Początkowe zachłyśnięcie się dobrobytem szybko mu ustępuje. Kevin nabiera podejrzeń względem swojego szefa i działalności jego firmy.
Tytuł „Adwokat diabła” kojarzy się Wam za pewne z filmem z ’97 roku, który odniósł nie mały sukces. W moich oczach również jest dziełem bardzo udanym i gdybym miała w tym momencie decydować, czy książka, czy film miałabym nie mały problem.
Wcale nie dlatego, że film tak wiernie oddaje książkową historię. Obie fabuły różnią się dość zasadniczo, choć zgadza się ogólny zarys. Jednakże obie wariacje tej historii uważam za bardzo ciekawe.

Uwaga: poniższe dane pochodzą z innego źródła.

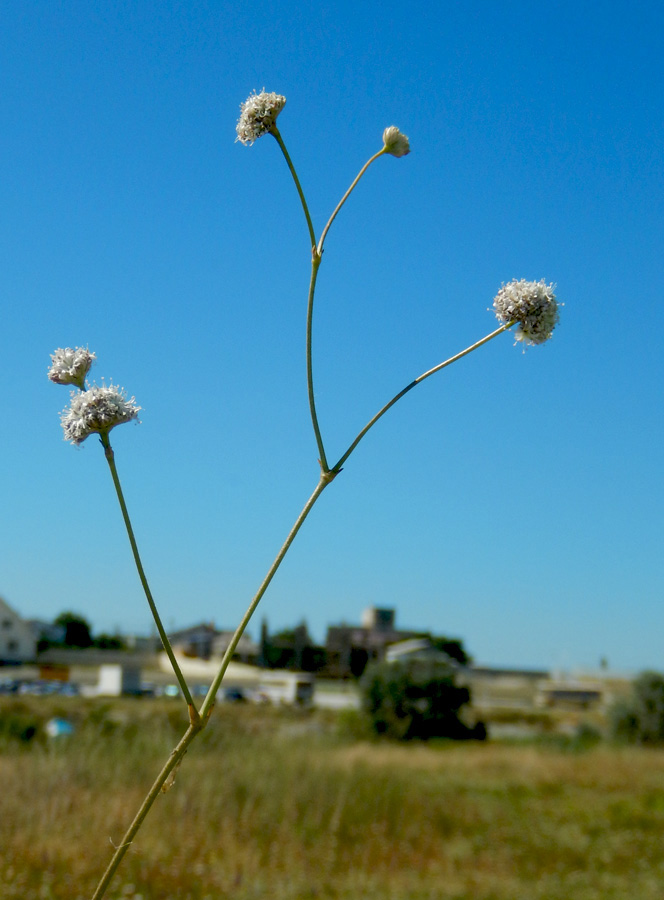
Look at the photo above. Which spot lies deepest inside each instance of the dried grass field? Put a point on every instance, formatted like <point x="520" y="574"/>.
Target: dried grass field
<point x="291" y="806"/>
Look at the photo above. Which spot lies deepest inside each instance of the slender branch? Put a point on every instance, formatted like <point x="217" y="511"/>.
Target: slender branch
<point x="176" y="756"/>
<point x="110" y="458"/>
<point x="274" y="131"/>
<point x="345" y="197"/>
<point x="322" y="459"/>
<point x="160" y="784"/>
<point x="409" y="387"/>
<point x="206" y="708"/>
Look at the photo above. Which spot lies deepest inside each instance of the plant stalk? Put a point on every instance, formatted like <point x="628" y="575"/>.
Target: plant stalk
<point x="448" y="362"/>
<point x="274" y="131"/>
<point x="110" y="459"/>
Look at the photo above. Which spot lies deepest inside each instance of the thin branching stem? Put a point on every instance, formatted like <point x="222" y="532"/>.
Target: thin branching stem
<point x="110" y="459"/>
<point x="409" y="387"/>
<point x="322" y="458"/>
<point x="345" y="197"/>
<point x="202" y="719"/>
<point x="274" y="131"/>
<point x="171" y="765"/>
<point x="206" y="708"/>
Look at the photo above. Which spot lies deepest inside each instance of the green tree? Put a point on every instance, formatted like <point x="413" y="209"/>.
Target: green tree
<point x="640" y="718"/>
<point x="416" y="699"/>
<point x="77" y="630"/>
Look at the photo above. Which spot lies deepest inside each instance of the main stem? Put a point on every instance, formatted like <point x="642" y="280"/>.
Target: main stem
<point x="201" y="719"/>
<point x="110" y="459"/>
<point x="171" y="765"/>
<point x="206" y="708"/>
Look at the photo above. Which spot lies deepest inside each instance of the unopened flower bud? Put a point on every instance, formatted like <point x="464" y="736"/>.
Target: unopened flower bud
<point x="96" y="411"/>
<point x="70" y="366"/>
<point x="530" y="303"/>
<point x="395" y="142"/>
<point x="258" y="116"/>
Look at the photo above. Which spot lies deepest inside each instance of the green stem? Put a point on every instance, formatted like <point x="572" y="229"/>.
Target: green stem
<point x="337" y="467"/>
<point x="322" y="459"/>
<point x="173" y="762"/>
<point x="202" y="719"/>
<point x="345" y="197"/>
<point x="208" y="703"/>
<point x="110" y="459"/>
<point x="274" y="131"/>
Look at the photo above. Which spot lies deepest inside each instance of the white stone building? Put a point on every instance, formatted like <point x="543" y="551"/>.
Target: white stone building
<point x="17" y="641"/>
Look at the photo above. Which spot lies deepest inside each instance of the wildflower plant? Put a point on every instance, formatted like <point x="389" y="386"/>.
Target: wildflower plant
<point x="529" y="305"/>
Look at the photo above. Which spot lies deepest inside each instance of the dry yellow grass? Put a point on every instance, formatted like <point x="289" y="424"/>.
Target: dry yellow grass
<point x="281" y="807"/>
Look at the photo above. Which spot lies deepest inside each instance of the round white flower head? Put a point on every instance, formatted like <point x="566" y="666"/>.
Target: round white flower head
<point x="70" y="366"/>
<point x="530" y="303"/>
<point x="395" y="142"/>
<point x="258" y="116"/>
<point x="96" y="411"/>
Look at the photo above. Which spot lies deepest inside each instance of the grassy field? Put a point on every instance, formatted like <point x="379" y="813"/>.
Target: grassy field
<point x="289" y="807"/>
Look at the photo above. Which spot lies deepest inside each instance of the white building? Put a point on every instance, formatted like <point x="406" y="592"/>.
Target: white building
<point x="17" y="641"/>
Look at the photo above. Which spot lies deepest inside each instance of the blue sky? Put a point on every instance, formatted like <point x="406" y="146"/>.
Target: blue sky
<point x="514" y="500"/>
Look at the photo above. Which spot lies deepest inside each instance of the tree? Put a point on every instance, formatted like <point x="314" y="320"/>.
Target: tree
<point x="416" y="699"/>
<point x="640" y="719"/>
<point x="77" y="630"/>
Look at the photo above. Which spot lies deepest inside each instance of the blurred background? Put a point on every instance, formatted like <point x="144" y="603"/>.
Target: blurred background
<point x="513" y="501"/>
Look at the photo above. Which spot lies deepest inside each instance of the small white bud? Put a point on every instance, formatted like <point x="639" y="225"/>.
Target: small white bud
<point x="70" y="366"/>
<point x="395" y="142"/>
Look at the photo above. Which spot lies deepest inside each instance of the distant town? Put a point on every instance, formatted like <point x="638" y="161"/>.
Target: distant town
<point x="282" y="667"/>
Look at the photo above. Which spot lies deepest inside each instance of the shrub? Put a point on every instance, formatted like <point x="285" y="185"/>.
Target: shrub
<point x="416" y="699"/>
<point x="640" y="718"/>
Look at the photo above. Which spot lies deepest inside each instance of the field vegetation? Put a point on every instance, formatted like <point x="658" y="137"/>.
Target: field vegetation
<point x="290" y="806"/>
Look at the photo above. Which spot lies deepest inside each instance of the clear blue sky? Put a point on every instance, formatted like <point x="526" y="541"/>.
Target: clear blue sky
<point x="515" y="500"/>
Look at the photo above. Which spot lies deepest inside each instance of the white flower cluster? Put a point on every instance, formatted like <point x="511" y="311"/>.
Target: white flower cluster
<point x="395" y="142"/>
<point x="70" y="366"/>
<point x="530" y="303"/>
<point x="258" y="116"/>
<point x="96" y="411"/>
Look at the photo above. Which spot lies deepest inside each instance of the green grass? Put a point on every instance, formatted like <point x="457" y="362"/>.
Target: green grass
<point x="282" y="806"/>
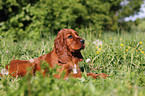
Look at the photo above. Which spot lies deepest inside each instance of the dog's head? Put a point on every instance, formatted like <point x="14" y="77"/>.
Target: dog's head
<point x="67" y="44"/>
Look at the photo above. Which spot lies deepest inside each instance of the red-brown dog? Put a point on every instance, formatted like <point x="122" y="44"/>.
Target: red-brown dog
<point x="66" y="53"/>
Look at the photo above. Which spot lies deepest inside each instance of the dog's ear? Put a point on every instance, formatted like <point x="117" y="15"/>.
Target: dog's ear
<point x="61" y="48"/>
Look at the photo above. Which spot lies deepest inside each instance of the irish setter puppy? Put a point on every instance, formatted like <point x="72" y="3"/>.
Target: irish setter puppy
<point x="66" y="53"/>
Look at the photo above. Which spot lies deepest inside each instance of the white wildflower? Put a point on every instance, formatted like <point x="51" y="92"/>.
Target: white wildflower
<point x="4" y="71"/>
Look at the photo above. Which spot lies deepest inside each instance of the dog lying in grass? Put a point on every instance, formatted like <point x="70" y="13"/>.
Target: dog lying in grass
<point x="66" y="54"/>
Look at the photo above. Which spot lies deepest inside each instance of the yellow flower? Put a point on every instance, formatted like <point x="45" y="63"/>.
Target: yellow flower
<point x="140" y="42"/>
<point x="98" y="52"/>
<point x="132" y="49"/>
<point x="121" y="44"/>
<point x="127" y="50"/>
<point x="129" y="47"/>
<point x="142" y="52"/>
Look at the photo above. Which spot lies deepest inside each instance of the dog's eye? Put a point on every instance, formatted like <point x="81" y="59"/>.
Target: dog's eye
<point x="70" y="36"/>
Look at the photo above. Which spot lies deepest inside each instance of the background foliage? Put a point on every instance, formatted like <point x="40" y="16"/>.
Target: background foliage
<point x="21" y="19"/>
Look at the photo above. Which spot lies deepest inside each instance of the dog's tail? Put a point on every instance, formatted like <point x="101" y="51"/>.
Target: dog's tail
<point x="4" y="71"/>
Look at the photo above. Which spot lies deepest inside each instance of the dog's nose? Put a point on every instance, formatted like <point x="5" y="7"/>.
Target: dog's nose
<point x="82" y="41"/>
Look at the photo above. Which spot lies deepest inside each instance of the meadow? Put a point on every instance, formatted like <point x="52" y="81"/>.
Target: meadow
<point x="121" y="55"/>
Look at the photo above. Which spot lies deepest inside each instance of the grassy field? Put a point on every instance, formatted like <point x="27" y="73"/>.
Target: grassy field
<point x="121" y="56"/>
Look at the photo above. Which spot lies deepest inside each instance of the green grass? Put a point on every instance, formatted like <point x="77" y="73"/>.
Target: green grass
<point x="121" y="56"/>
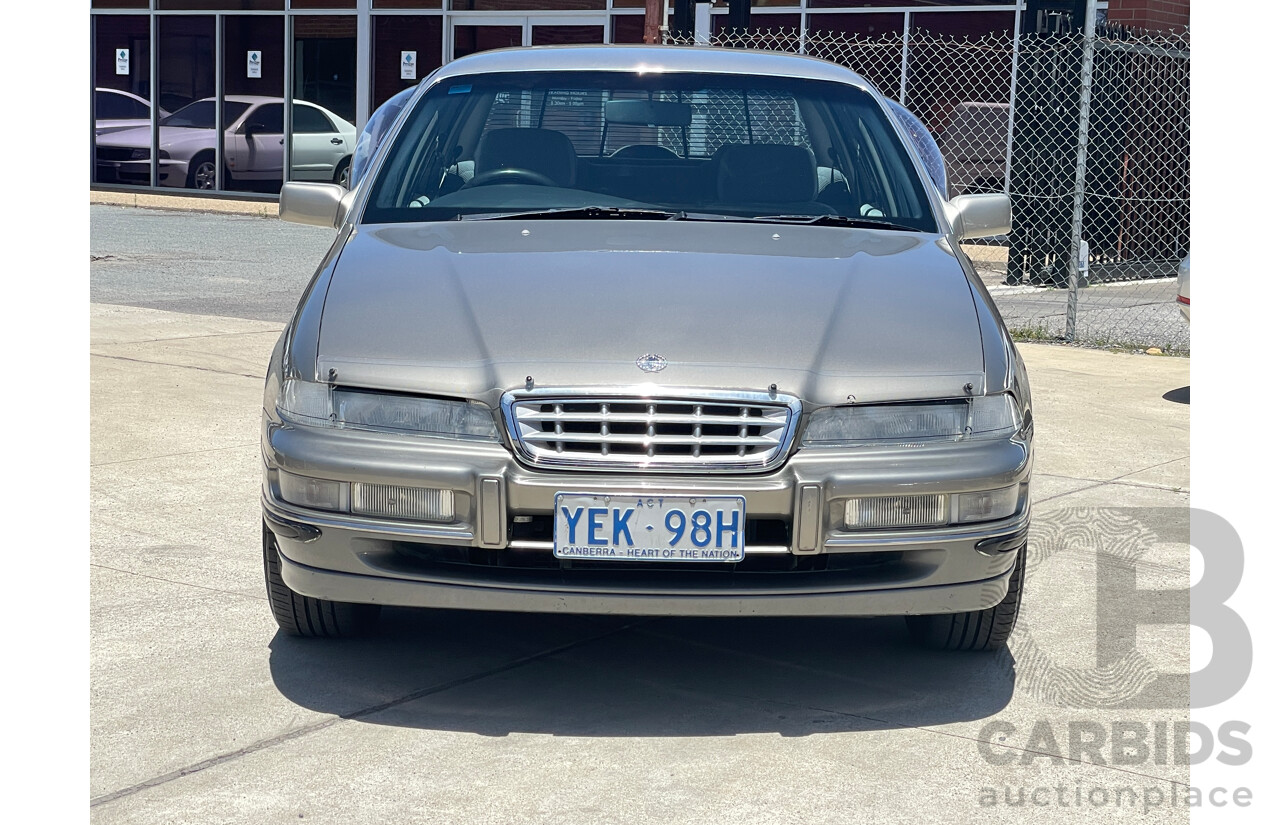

O kwestii różnić na zasadzie imiona, nazwiska, miejsca nie ma co dyskutować. Namieszano za to z postaciami. Na ten przykład w filmie nie pojawia się wątek samobójstwa poprzednika Kevina z kancelarii Miltona, nie pojawia się obłąkana Helen – małżonka innego z adwokatów, której postać podsuwa podejrzenia książkowemu Kevinowi. Natomiast jej zachowania odpowiadają poniekąd zachowaniom filmowej żonie głównego bohatera. W książce nie ma też rudowłosej damy, która kusi Kevina, jest za to wątek psychiatry-okultysty. Różnią się też niektóre elementy poszczególnych procesów sądowych, w których bierze udział nasz bohater. Tak więc próbując porównać obie historie uzyskujemy niezły misz masz.
Podstawowe pytanie: Czy książka może okazać się atrakcyjna dla kogoś kto zna i lubi film? Chyba jestem dobrym przykładem, że może.
Jeśli chodzi o te walory pod względem których oryginał wygrywa to chyba jest to większa doza grozy. Umówmy się, Al Pacino nie jest zbyt upiorny w roli diabła, jest trochę przerysowany i w tym tkwi jego urok. Natomiast książkowego Miltona okrywa większa tajemniczość, jest bardziej surowy, momentami złowrogi.
Fakt, że w przypadku książki Kevin nie daje się mu tak łatwo uwieść, rozpoczyna swoje własne dochodzenie sprawia, że sytuacja przeradza się w paranoid thriller z dużo większym impetem niż w przypadku gdy najsłabszym ogniwem okazuje się żona- jak to dzieje się w przypadku filmu.
W książce mamy więc więcej tajemnicy, mistycyzmu przez co sprawę odbieramy bardziej serio. Problem mam jednak z finałem. Czy aby jego filmowe wersja nie jest lepsza? Bardziej przewrotna? A może jednak wygrywa bardziej dramatyczny książkowy epilog? Warto byście ocenili sami.